The application of moment analysis to the dynamic adsorption of radon by activated carbon

The adsorption of radon by activated carbon has received a great deal of attention within the academic press because of the importance of determining the radon concentration in the living environment. The deposition of energy from 222Rn decay and the daughter products of 222Rn is considered significant probable cause agent for lung cancer in the general population. Therefore, study of the adsorption by activated carbon has focused on the ability to determine radon concentrations under static conditions. The adsorption of radon under dynamic conditions, from moving air, has not been studied adequately to determine the underlying properties associated with this phenomenon. No method of determining the properties associated with dynamic has been developed. This research has provided a method to accurately determine the attributes that control radon adsorption from moving air at two different temperatures.
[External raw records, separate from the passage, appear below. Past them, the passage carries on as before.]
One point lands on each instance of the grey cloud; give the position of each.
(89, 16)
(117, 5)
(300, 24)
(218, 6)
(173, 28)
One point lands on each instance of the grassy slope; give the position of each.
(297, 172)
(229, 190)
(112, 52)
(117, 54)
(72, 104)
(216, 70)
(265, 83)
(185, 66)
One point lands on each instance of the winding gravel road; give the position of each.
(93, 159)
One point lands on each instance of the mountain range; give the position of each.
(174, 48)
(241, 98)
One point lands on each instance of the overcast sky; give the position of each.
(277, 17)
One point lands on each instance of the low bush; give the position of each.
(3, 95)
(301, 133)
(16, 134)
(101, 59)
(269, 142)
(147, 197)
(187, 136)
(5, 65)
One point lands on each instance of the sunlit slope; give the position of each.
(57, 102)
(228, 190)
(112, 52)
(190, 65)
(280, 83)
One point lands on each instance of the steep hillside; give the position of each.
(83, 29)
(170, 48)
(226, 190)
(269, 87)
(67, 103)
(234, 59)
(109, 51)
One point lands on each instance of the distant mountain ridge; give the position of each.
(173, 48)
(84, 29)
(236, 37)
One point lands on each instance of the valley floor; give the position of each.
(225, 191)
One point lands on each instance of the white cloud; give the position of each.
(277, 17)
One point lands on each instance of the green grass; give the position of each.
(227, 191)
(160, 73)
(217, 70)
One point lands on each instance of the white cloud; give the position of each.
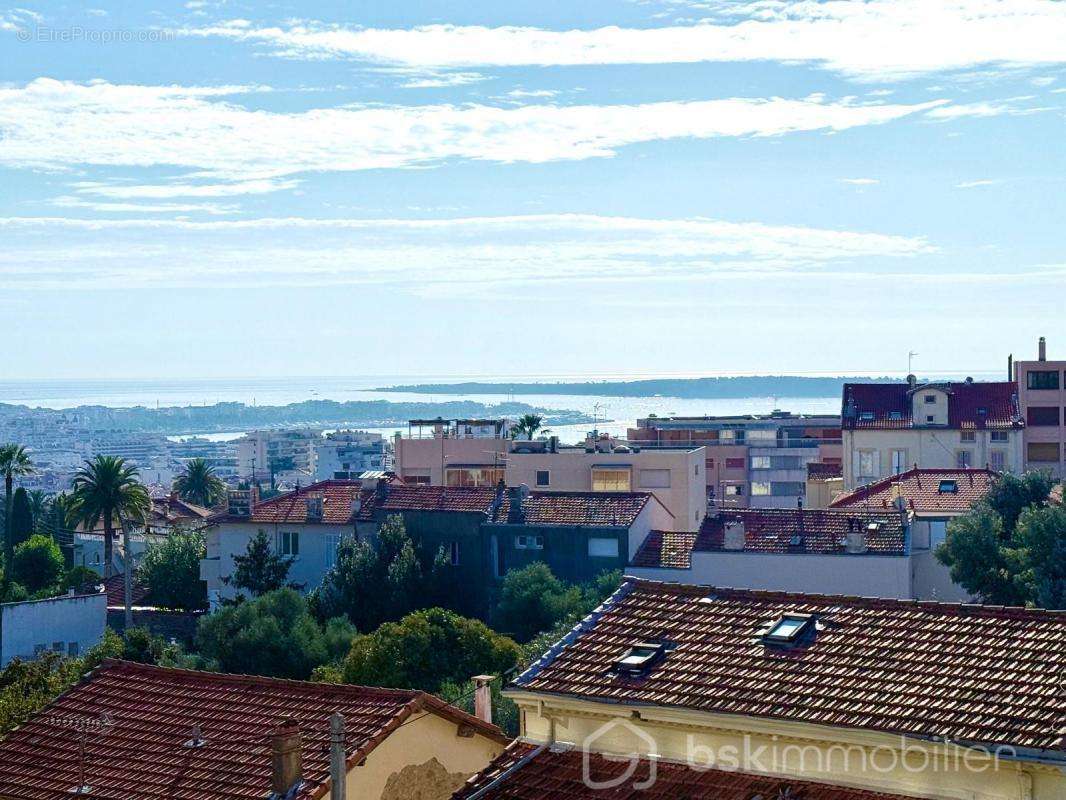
(59, 124)
(419, 253)
(874, 40)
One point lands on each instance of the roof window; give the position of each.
(640, 658)
(789, 630)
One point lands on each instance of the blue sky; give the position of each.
(212, 189)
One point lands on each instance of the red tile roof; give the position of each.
(968, 673)
(558, 772)
(617, 509)
(151, 713)
(889, 404)
(920, 489)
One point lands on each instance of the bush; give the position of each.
(37, 565)
(427, 650)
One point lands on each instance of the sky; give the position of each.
(612, 187)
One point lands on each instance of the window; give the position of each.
(789, 629)
(333, 542)
(1042, 415)
(609, 479)
(1043, 379)
(640, 658)
(655, 479)
(288, 543)
(603, 547)
(1043, 452)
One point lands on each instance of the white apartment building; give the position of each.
(889, 428)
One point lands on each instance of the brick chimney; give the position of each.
(286, 758)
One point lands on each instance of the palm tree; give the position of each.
(14, 463)
(199, 484)
(529, 424)
(106, 490)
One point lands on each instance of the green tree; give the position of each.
(37, 564)
(15, 462)
(272, 635)
(198, 483)
(529, 425)
(372, 584)
(426, 650)
(170, 571)
(21, 517)
(260, 570)
(1040, 537)
(107, 490)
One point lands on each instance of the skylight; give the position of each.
(790, 629)
(640, 658)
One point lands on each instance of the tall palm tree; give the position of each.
(15, 462)
(107, 490)
(199, 484)
(529, 424)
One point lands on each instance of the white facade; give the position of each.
(315, 543)
(69, 624)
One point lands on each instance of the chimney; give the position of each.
(338, 767)
(733, 538)
(286, 755)
(483, 698)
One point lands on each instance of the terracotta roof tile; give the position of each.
(920, 489)
(969, 673)
(560, 774)
(151, 710)
(974, 405)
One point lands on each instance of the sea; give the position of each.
(612, 415)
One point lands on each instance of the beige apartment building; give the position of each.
(482, 453)
(889, 428)
(1042, 401)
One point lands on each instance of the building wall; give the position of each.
(424, 758)
(570, 470)
(931, 448)
(1044, 398)
(227, 540)
(27, 626)
(865, 575)
(837, 755)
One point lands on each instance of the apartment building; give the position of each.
(1042, 401)
(694, 691)
(465, 452)
(889, 428)
(345, 454)
(753, 461)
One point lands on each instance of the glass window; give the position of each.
(1043, 379)
(1043, 451)
(611, 480)
(655, 479)
(603, 547)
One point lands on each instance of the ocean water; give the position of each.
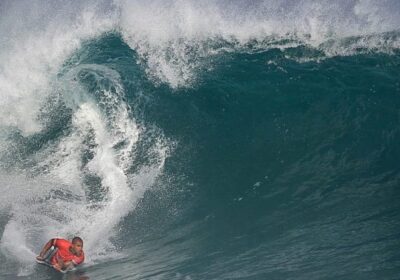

The characteristics of several common activated carbons were determined and correlated to current theories. Changes in carrier gas velocity were shown to affect the mass transfer characteristics which are represented by the van Deemter equation used in gas chromatography. The methodology can be used to determine specific parameters of gas adsorption from the experimental data and include; (1) the coefficient for axial dispersion (2) the tortuosity factor, and (3) the intraparticle diffusion coefficient. These parameters affect changes in the number of theoretical plates and the height equivalent of a theoretical plate which are related to interparticle and intraparticle diffusion along with resistance to mass transfer.